Les locaux de Coriolis, rue Vallée

En accordant, fin 2011, une quatrième licence de téléphonie mobile à Free, le précédent gouvernement a voulu défendre l'intérêt des consommateurs qui ont effectivement vu baisser les prix des forfaits mobiles illimités d'entrée de gamme, courant 2012.

Mais il n'a pas gâté les téléconseillers qui travaillent pour Bouygues, SFR ou Orange.
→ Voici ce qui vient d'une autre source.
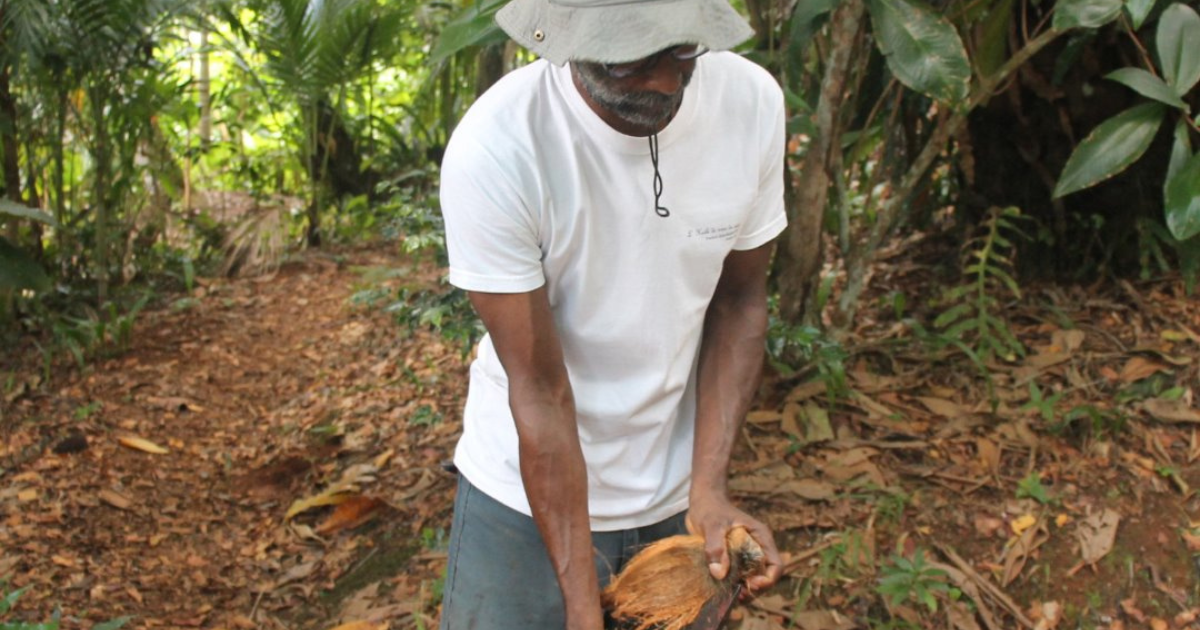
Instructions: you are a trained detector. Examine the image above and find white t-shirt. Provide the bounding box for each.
[442,53,786,532]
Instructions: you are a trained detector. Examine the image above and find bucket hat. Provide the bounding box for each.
[496,0,754,66]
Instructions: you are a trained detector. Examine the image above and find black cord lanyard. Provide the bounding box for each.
[650,133,671,218]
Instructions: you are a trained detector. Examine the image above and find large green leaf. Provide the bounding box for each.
[1154,2,1200,96]
[0,199,59,227]
[430,0,508,64]
[1166,154,1200,241]
[0,236,50,292]
[1054,103,1166,199]
[1126,0,1158,30]
[868,0,971,102]
[1054,0,1124,30]
[1104,68,1188,112]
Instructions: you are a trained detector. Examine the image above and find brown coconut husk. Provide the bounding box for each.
[601,527,763,630]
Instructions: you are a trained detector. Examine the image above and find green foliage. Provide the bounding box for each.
[934,208,1025,362]
[1021,382,1063,422]
[1054,103,1166,198]
[1046,404,1128,439]
[388,283,485,358]
[43,294,150,368]
[1054,0,1200,242]
[430,0,509,64]
[1054,0,1124,30]
[868,0,971,103]
[0,236,52,295]
[0,581,132,630]
[1016,470,1051,505]
[876,548,954,612]
[408,404,442,426]
[767,316,850,400]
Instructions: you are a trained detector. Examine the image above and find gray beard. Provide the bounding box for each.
[574,61,691,131]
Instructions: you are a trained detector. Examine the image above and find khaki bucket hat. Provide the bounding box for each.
[496,0,754,66]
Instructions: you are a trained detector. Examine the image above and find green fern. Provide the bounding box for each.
[934,206,1027,361]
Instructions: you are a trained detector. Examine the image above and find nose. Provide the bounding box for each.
[642,55,695,95]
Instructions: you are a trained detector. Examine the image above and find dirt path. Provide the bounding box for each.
[0,252,461,628]
[7,241,1200,630]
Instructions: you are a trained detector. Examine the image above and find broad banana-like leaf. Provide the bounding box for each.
[1166,154,1200,241]
[1126,0,1158,30]
[1054,103,1166,199]
[1154,2,1200,96]
[0,236,52,293]
[1163,120,1192,187]
[0,199,59,227]
[1054,0,1124,30]
[430,0,509,64]
[868,0,971,102]
[1104,68,1200,112]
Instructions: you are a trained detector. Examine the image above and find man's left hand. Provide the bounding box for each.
[688,497,784,593]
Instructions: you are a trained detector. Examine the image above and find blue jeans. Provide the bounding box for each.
[440,475,686,630]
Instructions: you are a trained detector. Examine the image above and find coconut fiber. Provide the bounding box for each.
[602,527,763,630]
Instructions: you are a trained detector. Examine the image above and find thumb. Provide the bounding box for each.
[704,532,730,580]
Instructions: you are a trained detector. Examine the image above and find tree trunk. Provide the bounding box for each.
[196,30,212,150]
[475,44,504,98]
[88,85,113,308]
[776,0,865,323]
[0,56,22,246]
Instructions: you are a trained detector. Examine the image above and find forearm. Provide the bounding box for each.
[511,386,602,629]
[692,283,767,498]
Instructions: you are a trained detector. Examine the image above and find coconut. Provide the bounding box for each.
[601,527,763,630]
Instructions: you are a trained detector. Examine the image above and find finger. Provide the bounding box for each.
[746,522,784,590]
[704,527,730,580]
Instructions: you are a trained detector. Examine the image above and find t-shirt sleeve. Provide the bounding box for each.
[440,137,545,293]
[733,79,787,250]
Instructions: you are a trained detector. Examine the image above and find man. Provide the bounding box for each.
[442,0,786,630]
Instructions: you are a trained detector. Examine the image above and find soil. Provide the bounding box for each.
[0,245,1200,630]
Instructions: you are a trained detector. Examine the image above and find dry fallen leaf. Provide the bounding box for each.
[317,497,388,535]
[1076,508,1121,564]
[1142,398,1200,422]
[283,488,354,521]
[331,622,390,630]
[1000,518,1050,587]
[1120,356,1170,383]
[97,488,133,510]
[116,437,170,455]
[1030,601,1062,630]
[917,396,966,418]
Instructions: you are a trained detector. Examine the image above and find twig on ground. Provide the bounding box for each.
[934,542,1034,629]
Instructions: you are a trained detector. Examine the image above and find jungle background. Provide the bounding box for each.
[0,0,1200,630]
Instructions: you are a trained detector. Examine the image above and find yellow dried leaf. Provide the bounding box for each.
[332,622,389,630]
[371,449,396,470]
[97,488,133,510]
[1120,356,1169,383]
[116,437,170,455]
[283,491,354,521]
[1010,514,1038,535]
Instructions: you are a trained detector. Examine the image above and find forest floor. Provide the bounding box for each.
[0,241,1200,630]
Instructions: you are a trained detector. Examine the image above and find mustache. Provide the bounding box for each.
[613,91,683,113]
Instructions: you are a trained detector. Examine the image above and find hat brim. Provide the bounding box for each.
[496,0,754,66]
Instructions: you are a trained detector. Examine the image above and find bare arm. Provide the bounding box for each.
[469,287,604,630]
[688,245,782,589]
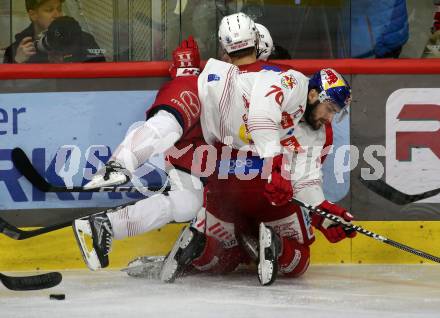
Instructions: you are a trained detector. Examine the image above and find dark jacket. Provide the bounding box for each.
[3,24,105,63]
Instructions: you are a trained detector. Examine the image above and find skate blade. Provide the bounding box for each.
[83,172,127,190]
[121,256,165,280]
[160,227,193,283]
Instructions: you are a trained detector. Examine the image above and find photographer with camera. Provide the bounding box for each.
[3,0,105,63]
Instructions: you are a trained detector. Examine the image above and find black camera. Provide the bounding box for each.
[34,16,82,52]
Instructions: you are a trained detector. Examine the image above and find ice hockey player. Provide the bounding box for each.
[161,57,355,285]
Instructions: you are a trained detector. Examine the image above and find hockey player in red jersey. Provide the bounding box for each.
[161,14,355,285]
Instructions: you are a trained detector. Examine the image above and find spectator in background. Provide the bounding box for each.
[3,0,105,63]
[422,0,440,58]
[351,0,409,58]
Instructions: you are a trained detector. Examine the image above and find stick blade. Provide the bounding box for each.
[0,272,63,291]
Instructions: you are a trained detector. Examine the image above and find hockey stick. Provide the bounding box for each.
[292,199,440,263]
[359,176,440,205]
[11,148,170,192]
[0,272,63,290]
[0,201,138,240]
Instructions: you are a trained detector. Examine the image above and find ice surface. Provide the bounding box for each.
[0,265,440,318]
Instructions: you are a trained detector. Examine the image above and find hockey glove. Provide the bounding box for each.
[264,155,293,206]
[169,35,200,78]
[312,200,356,243]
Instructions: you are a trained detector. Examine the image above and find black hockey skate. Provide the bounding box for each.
[160,227,206,283]
[258,223,281,286]
[73,213,113,271]
[84,161,131,189]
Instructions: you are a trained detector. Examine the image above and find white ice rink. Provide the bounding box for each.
[0,265,440,318]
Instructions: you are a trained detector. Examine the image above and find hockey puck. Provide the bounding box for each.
[49,294,66,300]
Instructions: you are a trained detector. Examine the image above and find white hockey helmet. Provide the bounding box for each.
[218,12,257,54]
[255,23,275,61]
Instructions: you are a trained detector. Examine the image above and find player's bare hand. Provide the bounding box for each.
[15,36,37,63]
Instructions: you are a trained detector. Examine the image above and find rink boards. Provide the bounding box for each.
[0,221,440,271]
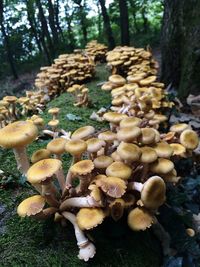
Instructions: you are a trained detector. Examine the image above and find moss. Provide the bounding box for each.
[0,65,160,267]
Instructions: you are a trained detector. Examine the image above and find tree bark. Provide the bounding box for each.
[54,0,65,43]
[48,0,59,46]
[0,0,18,79]
[35,0,54,58]
[26,0,42,54]
[99,0,115,49]
[119,0,130,45]
[161,0,200,100]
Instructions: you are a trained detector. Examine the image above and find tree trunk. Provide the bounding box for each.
[36,0,54,58]
[99,0,115,49]
[141,0,149,33]
[48,0,59,47]
[161,0,200,100]
[0,0,18,79]
[54,0,65,43]
[78,4,88,47]
[26,0,42,54]
[119,0,130,45]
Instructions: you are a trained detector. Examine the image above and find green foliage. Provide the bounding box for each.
[0,0,163,78]
[0,65,161,267]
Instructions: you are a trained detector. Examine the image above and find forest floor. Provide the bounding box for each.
[0,64,161,267]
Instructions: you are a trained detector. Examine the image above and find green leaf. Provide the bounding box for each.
[66,113,82,121]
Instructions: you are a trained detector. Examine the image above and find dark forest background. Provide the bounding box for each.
[0,0,200,98]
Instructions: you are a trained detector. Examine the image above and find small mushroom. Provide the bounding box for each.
[76,208,105,230]
[0,121,38,174]
[128,208,155,231]
[62,211,96,261]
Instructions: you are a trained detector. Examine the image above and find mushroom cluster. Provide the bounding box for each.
[106,46,158,78]
[0,119,199,261]
[85,40,108,62]
[35,52,95,97]
[101,74,174,119]
[67,84,89,107]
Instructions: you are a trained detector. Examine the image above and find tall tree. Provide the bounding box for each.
[74,0,88,47]
[119,0,130,45]
[35,0,54,58]
[161,0,200,100]
[26,0,42,53]
[48,0,59,46]
[99,0,115,49]
[0,0,18,79]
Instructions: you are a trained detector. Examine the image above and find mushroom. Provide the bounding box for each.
[47,137,67,160]
[76,208,105,230]
[62,211,96,261]
[128,208,155,231]
[70,160,94,193]
[17,195,45,217]
[86,138,106,159]
[95,176,126,198]
[128,176,166,210]
[27,159,64,203]
[31,149,51,163]
[106,161,132,180]
[180,130,199,150]
[71,126,95,140]
[0,121,38,175]
[60,195,102,211]
[150,158,174,174]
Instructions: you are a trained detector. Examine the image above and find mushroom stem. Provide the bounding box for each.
[152,219,170,256]
[62,211,96,261]
[128,182,143,192]
[42,183,59,207]
[60,196,102,211]
[13,146,30,175]
[56,169,65,192]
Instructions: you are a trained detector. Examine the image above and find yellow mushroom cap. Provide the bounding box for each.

Pour baisser les prix et défendre leurs marges, les trois opérateurs téléphoniques ont mis la pression sur leurs sous-traitants, des centres d'appels comme Coriolis ou CCA International à Amiens, qui réalisent le service client des opérateurs de téléphonie. Des sous-traitants, qui représentent 25% des centres d'appels en France selon le rapport du député Marc Le Fur, paru cet été.

Baisse des appels d'offre, exigences accrues. La pression des opérateurs téléphoniques est telle que moins d'un an après l'arrivée de Free, c'est l'ensemble des syndicats de salariés de ces prestataires, qui appelle «à se mobiliser le 13 novembre pour dire non à la casse de l'emploi», au travers d'une intersyndicale (CGT-CFDT-CFTC-Sud). Remue ménage prévu dans les open-spaces. Débrayages et brassards noirs au programme.

Pour toute la profession, l'arrivée de Free tombe mal. Alors que les opérateurs téléphoniques coupent le robinet et durcissent les conditions de travail, le secteur doit investir pour effectuer sa mutation vers le «multicanal».

Le multicanal? «Téléphone, e-mail, courrier, fax, modération, web-services, web-call back», détaille un document commercial de Coriolis Service. Autant de canaux par lesquels un client peut aujourd'hui entrer en communication avec des téléconseillers.

«Aujourd'hui ils sont tous au téléphone. Dans cinq ans, ça sera du multicanal», prévient Bernard Croizille de l'APRCP, l'association qui regroupe les principaux centres d'appels picard. «Il faudra faire de plus en plus de veille sur internet. Nous allons avoir besoin de nouvelles compétences, de former les employés».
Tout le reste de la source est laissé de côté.